A partir de uma abordagem "eclética", que combina elementos de leituras internalistas e externalistas da história ciência, Henry propõe-se a discutir esses elementos que estão na origem da ciência moderna. Começa analisando dois importantes componentes do método científico desse período: "a matematização da representação do mundo" e o "desenvolvimento do método experimental". Em sua análise, opõe-se a Crombie, negando que a origem do experimentalismo possa situar-se no século 13, e destaca que "um dos traços característicos da revolução científica é a substituição da "experiência" evidente por si mesma, que formava a base da filosofia natural escolástica, por uma noção de conhecimento demonstrado por experimento especificamente concebido para esse propósito".
Embora reconheça que já houvesse ciências matemáticas durante a Idade Média, Henry considera que o "período da revolução científica assistiu a uma mudança drástica nas concepções da análise matemática da natureza". Além da discussão desses aspectos mais internos da ciência, Henry analisa brevemente o contexto cultural e social no qual se insere a revolução científica moderna, empreendendo uma reflexão sobre o papel desempenhado tanto pela religião como pela tradição mágica.
Não se trata, no entanto, de um estudo sistemático da revolução científica. Henry admite que "para uma compreensão adequada das antigas concepções do mundo natural (...) nada substitui a leitura das fontes primárias -textos escritos pelos próprios cientistas"; contudo, não encontramos praticamente nenhuma citação direta extraída de fontes primárias. A bibliografia secundária é vasta e razoavelmente bem selecionada, mas cabe destacar algumas imperdoáveis ausências (por exemplo, a obra de Duhem) e a menção a apenas um livro de Koyré, e talvez não o mais importante.
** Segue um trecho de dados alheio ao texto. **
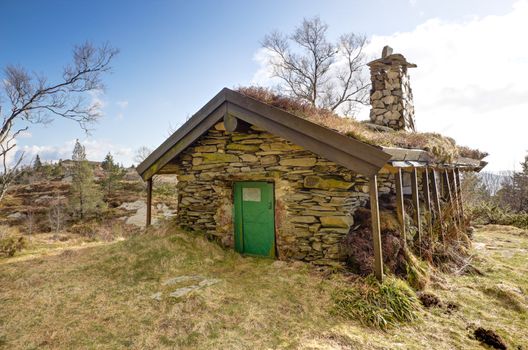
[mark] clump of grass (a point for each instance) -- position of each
(375, 304)
(442, 148)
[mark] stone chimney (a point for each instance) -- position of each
(391, 94)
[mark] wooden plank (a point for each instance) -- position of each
(400, 207)
(454, 189)
(149, 202)
(376, 232)
(460, 200)
(427, 200)
(416, 204)
(335, 154)
(451, 209)
(370, 154)
(361, 157)
(436, 202)
(189, 125)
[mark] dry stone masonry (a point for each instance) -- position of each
(391, 95)
(315, 199)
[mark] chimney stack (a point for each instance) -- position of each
(391, 95)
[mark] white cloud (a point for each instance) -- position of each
(122, 104)
(470, 82)
(95, 150)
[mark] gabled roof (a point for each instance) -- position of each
(346, 151)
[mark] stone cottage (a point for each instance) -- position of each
(270, 181)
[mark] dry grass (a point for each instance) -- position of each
(443, 149)
(99, 297)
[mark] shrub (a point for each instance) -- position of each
(88, 229)
(490, 213)
(374, 304)
(11, 243)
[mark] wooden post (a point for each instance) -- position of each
(460, 201)
(400, 207)
(450, 205)
(427, 199)
(454, 188)
(436, 202)
(149, 202)
(376, 233)
(416, 205)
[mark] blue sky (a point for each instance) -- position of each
(176, 55)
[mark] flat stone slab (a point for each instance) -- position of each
(198, 282)
(181, 292)
(181, 279)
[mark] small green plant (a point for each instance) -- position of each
(375, 304)
(10, 244)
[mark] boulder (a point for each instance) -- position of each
(336, 221)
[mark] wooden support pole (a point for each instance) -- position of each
(456, 203)
(436, 202)
(427, 199)
(460, 201)
(400, 207)
(149, 202)
(451, 208)
(416, 204)
(376, 232)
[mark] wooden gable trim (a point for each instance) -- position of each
(350, 153)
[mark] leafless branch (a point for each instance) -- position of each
(322, 73)
(32, 99)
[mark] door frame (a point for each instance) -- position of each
(238, 233)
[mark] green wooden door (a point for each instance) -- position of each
(254, 218)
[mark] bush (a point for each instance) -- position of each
(375, 304)
(489, 213)
(11, 243)
(88, 229)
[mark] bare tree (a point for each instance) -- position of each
(141, 154)
(32, 99)
(325, 74)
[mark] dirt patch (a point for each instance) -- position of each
(489, 337)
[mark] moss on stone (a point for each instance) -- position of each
(242, 147)
(219, 158)
(326, 183)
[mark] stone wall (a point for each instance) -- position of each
(391, 95)
(314, 198)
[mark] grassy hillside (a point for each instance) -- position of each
(101, 296)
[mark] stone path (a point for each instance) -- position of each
(197, 282)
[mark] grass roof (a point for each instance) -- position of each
(441, 148)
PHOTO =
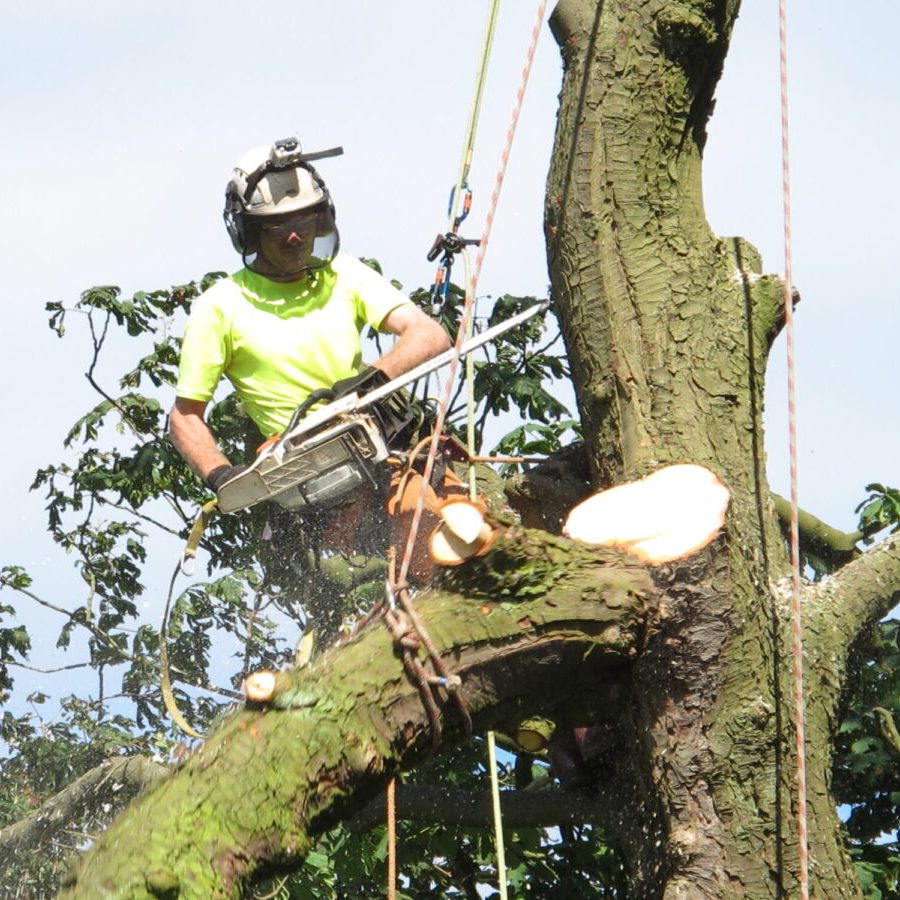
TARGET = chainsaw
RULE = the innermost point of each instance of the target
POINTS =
(325, 454)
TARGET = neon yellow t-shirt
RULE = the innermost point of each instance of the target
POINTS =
(277, 343)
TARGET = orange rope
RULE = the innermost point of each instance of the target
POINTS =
(392, 839)
(796, 607)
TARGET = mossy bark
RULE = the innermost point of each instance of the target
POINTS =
(255, 794)
(668, 329)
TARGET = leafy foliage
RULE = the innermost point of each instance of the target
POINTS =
(117, 500)
(867, 765)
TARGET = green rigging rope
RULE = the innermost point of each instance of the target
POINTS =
(474, 111)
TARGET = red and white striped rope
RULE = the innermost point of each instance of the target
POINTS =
(796, 606)
(470, 295)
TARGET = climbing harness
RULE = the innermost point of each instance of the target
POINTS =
(796, 606)
(392, 585)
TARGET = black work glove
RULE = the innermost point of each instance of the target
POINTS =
(223, 473)
(361, 383)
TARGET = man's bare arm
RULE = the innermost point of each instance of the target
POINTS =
(192, 437)
(419, 338)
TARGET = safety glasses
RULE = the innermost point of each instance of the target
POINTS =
(302, 223)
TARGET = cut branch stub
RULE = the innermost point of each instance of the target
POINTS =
(669, 514)
(463, 533)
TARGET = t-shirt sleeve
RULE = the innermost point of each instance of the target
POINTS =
(376, 296)
(205, 349)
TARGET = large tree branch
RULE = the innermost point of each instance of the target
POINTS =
(844, 606)
(440, 805)
(114, 780)
(831, 544)
(520, 626)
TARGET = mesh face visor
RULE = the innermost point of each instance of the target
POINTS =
(291, 244)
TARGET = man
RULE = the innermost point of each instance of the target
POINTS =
(290, 321)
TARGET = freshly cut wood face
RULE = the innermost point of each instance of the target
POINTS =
(665, 516)
(462, 534)
(260, 686)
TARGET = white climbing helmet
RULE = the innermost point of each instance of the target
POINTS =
(272, 180)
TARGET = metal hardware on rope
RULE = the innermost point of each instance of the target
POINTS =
(472, 283)
(498, 820)
(796, 608)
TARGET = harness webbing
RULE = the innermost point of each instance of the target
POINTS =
(399, 586)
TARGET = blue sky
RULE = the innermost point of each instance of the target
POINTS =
(122, 122)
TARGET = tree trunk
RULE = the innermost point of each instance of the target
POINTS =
(687, 665)
(668, 329)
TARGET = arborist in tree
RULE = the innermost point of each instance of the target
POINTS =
(290, 322)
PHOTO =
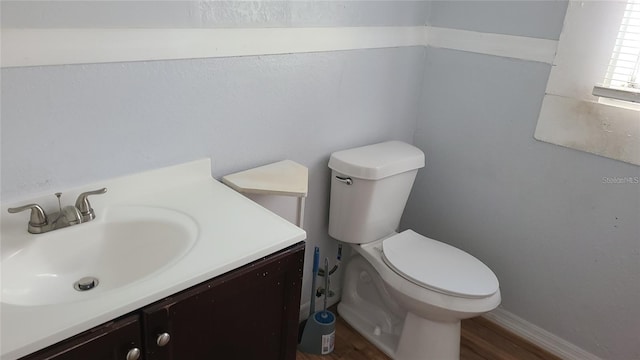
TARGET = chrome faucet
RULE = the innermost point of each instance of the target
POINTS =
(66, 216)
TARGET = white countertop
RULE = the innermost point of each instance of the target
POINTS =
(232, 231)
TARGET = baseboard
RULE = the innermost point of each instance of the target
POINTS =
(538, 336)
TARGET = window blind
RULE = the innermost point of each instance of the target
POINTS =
(622, 78)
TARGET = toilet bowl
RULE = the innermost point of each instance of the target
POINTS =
(404, 292)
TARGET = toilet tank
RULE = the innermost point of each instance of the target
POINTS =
(370, 186)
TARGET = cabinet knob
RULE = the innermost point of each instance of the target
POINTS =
(163, 339)
(133, 354)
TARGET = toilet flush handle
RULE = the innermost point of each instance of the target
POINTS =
(346, 180)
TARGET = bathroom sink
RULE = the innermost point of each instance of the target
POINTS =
(124, 245)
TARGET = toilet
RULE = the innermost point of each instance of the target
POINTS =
(404, 292)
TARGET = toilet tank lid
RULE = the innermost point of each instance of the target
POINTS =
(377, 161)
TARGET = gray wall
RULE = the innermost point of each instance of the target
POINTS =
(64, 126)
(564, 245)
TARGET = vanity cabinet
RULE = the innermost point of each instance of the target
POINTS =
(248, 313)
(111, 341)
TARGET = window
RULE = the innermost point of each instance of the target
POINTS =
(622, 78)
(571, 116)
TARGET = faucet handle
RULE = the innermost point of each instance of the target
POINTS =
(83, 205)
(38, 216)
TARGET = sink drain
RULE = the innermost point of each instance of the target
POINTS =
(86, 283)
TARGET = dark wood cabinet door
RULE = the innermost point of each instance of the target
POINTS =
(111, 341)
(249, 313)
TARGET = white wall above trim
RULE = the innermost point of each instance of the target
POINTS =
(36, 47)
(517, 47)
(30, 47)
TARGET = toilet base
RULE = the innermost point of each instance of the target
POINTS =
(421, 339)
(424, 339)
(386, 342)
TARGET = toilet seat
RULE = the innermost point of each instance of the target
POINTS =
(437, 266)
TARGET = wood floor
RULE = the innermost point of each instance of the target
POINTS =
(481, 340)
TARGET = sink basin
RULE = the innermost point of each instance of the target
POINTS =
(124, 245)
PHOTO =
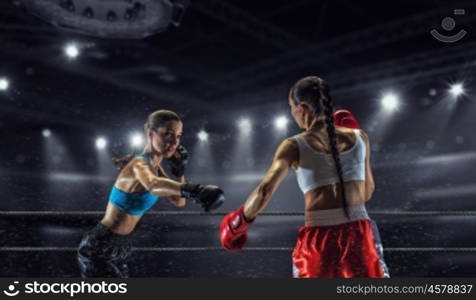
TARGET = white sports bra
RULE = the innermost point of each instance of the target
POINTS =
(318, 169)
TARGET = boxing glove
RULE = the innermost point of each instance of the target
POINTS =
(210, 197)
(234, 230)
(179, 161)
(345, 118)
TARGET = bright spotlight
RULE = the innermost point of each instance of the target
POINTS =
(136, 140)
(202, 135)
(71, 50)
(245, 125)
(457, 90)
(390, 102)
(281, 122)
(4, 84)
(101, 143)
(46, 132)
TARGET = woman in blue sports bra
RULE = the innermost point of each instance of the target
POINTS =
(141, 182)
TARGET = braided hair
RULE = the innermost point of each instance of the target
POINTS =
(314, 92)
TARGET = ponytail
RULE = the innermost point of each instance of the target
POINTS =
(314, 92)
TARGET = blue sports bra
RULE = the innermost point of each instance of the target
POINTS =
(135, 204)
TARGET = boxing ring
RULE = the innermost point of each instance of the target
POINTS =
(188, 245)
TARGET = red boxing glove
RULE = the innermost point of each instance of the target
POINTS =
(345, 118)
(233, 230)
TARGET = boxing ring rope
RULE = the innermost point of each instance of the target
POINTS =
(248, 249)
(275, 213)
(219, 249)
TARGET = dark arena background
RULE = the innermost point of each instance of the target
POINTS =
(78, 79)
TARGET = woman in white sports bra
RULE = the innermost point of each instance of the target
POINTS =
(332, 165)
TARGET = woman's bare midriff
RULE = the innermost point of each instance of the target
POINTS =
(327, 197)
(116, 220)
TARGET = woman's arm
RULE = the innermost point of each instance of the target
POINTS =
(286, 154)
(177, 200)
(369, 179)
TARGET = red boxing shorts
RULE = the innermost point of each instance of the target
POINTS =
(332, 246)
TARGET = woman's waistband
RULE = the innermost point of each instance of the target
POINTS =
(329, 217)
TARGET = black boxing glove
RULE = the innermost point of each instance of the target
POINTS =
(178, 164)
(210, 197)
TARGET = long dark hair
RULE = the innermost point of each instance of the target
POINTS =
(155, 120)
(315, 93)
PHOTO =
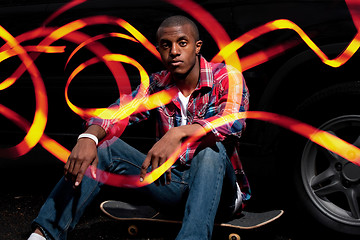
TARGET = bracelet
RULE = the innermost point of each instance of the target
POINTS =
(91, 136)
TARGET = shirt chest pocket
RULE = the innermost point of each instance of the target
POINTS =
(201, 110)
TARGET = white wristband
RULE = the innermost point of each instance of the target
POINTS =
(91, 136)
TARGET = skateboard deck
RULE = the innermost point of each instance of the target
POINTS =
(136, 215)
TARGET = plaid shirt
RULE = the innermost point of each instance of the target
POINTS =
(206, 104)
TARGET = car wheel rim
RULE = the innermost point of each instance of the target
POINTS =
(332, 182)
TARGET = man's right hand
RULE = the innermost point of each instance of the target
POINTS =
(83, 155)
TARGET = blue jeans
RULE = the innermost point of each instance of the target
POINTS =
(197, 190)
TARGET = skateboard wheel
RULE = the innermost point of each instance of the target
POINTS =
(133, 230)
(234, 236)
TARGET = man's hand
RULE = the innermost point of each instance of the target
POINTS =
(166, 146)
(83, 155)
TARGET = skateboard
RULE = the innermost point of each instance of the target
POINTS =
(136, 216)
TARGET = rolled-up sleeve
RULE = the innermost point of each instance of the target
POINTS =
(232, 97)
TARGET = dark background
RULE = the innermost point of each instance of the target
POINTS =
(295, 83)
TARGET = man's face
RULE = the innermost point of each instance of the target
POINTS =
(178, 48)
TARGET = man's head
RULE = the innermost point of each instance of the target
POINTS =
(178, 44)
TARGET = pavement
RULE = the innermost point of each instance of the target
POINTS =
(27, 182)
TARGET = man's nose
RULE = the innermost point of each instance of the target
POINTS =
(174, 51)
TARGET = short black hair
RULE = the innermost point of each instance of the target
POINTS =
(179, 20)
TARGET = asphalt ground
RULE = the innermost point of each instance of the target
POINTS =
(26, 182)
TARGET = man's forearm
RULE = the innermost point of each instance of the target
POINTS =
(96, 130)
(192, 130)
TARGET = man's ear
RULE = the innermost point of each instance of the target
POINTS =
(198, 45)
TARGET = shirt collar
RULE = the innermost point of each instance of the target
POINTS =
(206, 79)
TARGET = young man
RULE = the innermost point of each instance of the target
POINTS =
(205, 181)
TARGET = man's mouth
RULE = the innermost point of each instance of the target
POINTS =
(175, 63)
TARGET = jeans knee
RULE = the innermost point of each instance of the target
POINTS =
(211, 157)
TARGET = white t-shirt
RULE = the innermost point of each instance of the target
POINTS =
(183, 103)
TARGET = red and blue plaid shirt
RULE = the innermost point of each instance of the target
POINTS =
(206, 103)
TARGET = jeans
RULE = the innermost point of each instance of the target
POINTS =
(203, 192)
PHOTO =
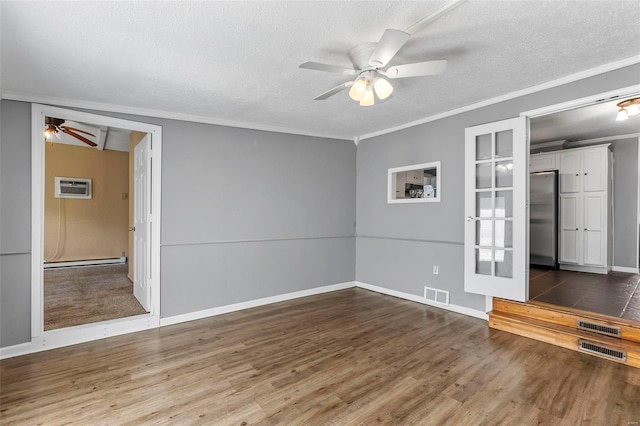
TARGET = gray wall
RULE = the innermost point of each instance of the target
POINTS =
(397, 244)
(625, 202)
(245, 214)
(15, 223)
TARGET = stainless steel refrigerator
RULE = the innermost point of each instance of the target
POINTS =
(543, 214)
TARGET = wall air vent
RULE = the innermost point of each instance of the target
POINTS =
(598, 349)
(72, 187)
(607, 330)
(436, 295)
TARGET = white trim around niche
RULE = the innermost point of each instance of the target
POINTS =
(391, 183)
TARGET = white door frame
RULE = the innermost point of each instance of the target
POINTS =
(55, 338)
(623, 92)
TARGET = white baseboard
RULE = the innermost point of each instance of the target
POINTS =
(624, 269)
(454, 308)
(191, 316)
(580, 268)
(115, 261)
(80, 334)
(85, 333)
(16, 350)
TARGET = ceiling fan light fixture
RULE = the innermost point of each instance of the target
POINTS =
(628, 108)
(368, 99)
(622, 115)
(49, 131)
(358, 89)
(382, 87)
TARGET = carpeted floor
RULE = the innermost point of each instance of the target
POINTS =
(75, 296)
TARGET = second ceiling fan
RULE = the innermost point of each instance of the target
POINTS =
(369, 61)
(55, 126)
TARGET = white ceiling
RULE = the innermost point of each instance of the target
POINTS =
(236, 62)
(107, 138)
(582, 124)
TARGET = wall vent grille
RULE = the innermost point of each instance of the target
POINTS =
(598, 349)
(436, 295)
(608, 330)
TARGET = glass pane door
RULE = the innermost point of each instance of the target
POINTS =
(495, 201)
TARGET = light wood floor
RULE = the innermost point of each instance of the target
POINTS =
(345, 358)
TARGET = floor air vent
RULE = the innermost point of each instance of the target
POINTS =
(598, 349)
(608, 330)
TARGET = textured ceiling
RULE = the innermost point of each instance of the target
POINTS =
(580, 124)
(237, 62)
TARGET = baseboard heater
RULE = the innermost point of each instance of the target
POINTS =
(114, 261)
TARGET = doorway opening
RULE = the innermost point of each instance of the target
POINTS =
(95, 226)
(88, 224)
(584, 229)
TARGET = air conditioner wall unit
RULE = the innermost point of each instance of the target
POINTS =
(66, 187)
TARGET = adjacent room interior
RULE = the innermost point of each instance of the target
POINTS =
(88, 224)
(584, 211)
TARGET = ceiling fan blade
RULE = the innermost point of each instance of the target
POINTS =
(77, 136)
(77, 130)
(333, 91)
(387, 47)
(419, 69)
(328, 68)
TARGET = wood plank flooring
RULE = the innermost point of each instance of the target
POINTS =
(75, 296)
(344, 358)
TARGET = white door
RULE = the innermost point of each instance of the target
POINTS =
(496, 255)
(141, 221)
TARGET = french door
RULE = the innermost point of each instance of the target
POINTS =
(496, 217)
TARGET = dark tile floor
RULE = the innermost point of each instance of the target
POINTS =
(616, 294)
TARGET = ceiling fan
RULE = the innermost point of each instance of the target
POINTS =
(370, 62)
(53, 126)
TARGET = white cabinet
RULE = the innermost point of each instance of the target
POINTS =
(595, 247)
(594, 169)
(584, 208)
(542, 162)
(569, 172)
(570, 232)
(583, 170)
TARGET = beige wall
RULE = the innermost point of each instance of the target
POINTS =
(134, 139)
(89, 229)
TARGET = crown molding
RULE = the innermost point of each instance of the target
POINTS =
(75, 103)
(512, 95)
(604, 139)
(147, 112)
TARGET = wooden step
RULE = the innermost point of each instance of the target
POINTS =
(568, 317)
(564, 336)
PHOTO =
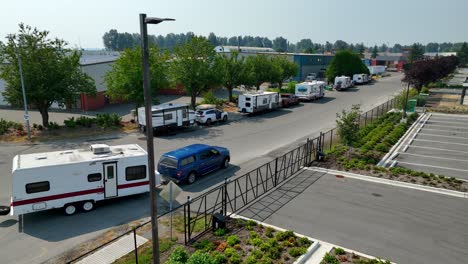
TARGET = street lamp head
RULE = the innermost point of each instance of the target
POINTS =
(157, 20)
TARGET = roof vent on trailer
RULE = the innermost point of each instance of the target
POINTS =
(100, 148)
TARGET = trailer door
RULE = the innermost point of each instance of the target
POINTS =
(110, 180)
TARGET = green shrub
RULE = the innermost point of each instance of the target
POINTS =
(220, 232)
(200, 257)
(179, 255)
(218, 258)
(229, 252)
(70, 122)
(329, 259)
(296, 252)
(339, 251)
(232, 240)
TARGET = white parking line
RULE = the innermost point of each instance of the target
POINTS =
(434, 141)
(459, 151)
(433, 157)
(434, 135)
(431, 166)
(441, 130)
Pode-se notar que Henry tem grande domínio da literatura secundária por ele citada. Mas fica-se, às vezes, com a desconfortável sensação de estar diante de um bem feito resumo panorâmico -não mais do que isso-, que decerto pode ser utilizado com proveito em um primeiro contato com o assunto.
Encontram-se algumas imprecisões linguísticas. Por exemplo, o movimento que Aristóteles chama de "para physin", "biai" ou "biaion", não deve ser traduzido como movimento "artificial" (pág. 26), mas como movimento "contra a natureza", "forçado" ou "violento".


Fátima Regina Rodrigues Évora é professora do departamento de filosofia da Universidade Estadual de Campinas.